(1)(a) Any hospital, medical, or surgical expense-incurred policy or certificate delivered, issued for delivery, or renewed in this state and (b) any self-funded employee benefit plan to the extent not preempted by federal law shall not require a covered person or his or her dependent or an asymptomatic applicant for coverage or his or her asymptomatic dependent to undergo any genetic test before issuing, renewing, or continuing the policy or certificate in this state.
(2) This section does not prohibit requiring an applicant for coverage to answer questions concerning family history.
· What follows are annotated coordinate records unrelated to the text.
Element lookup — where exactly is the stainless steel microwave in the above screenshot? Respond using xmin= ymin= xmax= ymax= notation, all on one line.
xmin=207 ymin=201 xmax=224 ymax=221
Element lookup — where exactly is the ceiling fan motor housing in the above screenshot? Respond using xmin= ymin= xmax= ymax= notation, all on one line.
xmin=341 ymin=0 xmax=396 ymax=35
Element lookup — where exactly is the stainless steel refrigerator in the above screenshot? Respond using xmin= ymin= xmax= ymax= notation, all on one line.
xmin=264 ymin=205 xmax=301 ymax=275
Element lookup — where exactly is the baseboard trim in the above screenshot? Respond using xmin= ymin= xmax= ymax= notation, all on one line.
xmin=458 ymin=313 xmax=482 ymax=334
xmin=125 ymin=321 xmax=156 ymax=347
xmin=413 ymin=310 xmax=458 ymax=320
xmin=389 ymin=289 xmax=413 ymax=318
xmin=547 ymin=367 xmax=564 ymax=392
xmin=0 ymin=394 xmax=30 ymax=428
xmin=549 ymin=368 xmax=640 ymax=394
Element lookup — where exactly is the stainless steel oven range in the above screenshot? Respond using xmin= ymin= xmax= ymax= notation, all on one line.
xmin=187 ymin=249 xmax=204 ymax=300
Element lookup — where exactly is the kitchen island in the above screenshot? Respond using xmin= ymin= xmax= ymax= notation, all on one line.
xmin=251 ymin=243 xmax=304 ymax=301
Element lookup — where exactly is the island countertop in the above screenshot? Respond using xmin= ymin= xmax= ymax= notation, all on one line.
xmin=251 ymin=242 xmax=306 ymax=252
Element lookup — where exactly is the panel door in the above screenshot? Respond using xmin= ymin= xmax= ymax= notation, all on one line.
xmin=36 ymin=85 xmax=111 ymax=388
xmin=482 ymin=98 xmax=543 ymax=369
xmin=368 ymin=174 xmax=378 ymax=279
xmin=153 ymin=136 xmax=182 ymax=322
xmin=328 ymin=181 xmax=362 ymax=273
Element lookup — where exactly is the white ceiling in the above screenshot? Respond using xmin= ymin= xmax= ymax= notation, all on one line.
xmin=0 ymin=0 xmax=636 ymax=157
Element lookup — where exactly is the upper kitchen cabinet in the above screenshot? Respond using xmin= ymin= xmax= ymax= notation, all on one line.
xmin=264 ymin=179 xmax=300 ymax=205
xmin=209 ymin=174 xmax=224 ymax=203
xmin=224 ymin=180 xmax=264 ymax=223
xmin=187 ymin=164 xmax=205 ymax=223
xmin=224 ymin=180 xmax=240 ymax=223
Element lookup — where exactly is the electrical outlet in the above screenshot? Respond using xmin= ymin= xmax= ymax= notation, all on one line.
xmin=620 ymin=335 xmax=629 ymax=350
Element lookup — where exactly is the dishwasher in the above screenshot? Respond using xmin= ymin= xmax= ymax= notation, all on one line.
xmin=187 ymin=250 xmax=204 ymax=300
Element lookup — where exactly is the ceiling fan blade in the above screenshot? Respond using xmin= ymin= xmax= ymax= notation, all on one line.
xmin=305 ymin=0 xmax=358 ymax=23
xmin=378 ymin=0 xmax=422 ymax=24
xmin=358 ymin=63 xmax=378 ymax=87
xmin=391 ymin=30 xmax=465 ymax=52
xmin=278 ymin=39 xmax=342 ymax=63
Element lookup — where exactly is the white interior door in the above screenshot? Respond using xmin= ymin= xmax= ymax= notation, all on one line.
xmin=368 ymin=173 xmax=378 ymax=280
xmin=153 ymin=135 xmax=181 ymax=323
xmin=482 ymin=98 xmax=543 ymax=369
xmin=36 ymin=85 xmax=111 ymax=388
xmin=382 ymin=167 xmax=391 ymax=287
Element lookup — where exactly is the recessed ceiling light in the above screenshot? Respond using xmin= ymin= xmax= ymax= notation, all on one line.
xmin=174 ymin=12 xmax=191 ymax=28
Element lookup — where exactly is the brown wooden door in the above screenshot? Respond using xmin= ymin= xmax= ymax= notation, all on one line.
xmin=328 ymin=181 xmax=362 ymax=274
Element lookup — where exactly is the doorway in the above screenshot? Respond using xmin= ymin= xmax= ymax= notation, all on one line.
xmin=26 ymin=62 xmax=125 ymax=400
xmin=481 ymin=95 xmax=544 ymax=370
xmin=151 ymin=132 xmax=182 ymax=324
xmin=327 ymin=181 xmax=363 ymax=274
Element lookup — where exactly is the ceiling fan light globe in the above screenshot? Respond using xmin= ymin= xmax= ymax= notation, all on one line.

(3) For purposes of this section:
(a) Clinical purposes includes:
(i) Predicting the risk of diseases;
(ii) Identifying carriers for single-gene disorders;
(iii) Establishing prenatal and clinical diagnosis or prognosis;
(iv) Prenatal, newborn, and other carrier screening, as well as testing in high-risk families;
(v) Testing for metabolites if undertaken with high probability that an excess or deficiency of the metabolite indicates or suggests the presence of heritable mutations in single genes; and
(vi) Other testing if the intended purpose is diagnosis of a presymptomatic genetic condition; and
(b) Genetic test means the analysis of human DNA, RNA, and chromosomes and those proteins and metabolites used to detect heritable or somatic disease-related genotypes or karyotypes for clinical purposes. A genetic test must be generally accepted in the scientific and medical communities as being specifically determinative for the presence, absence, or mutation of a gene or chromosome in order to qualify under this definition. Genetic test does not include a routine physical examination or a routine analysis, including a chemical analysis, of body fluids unless conducted specifically to determine the presence, absence, or mutation of a gene or chromosome.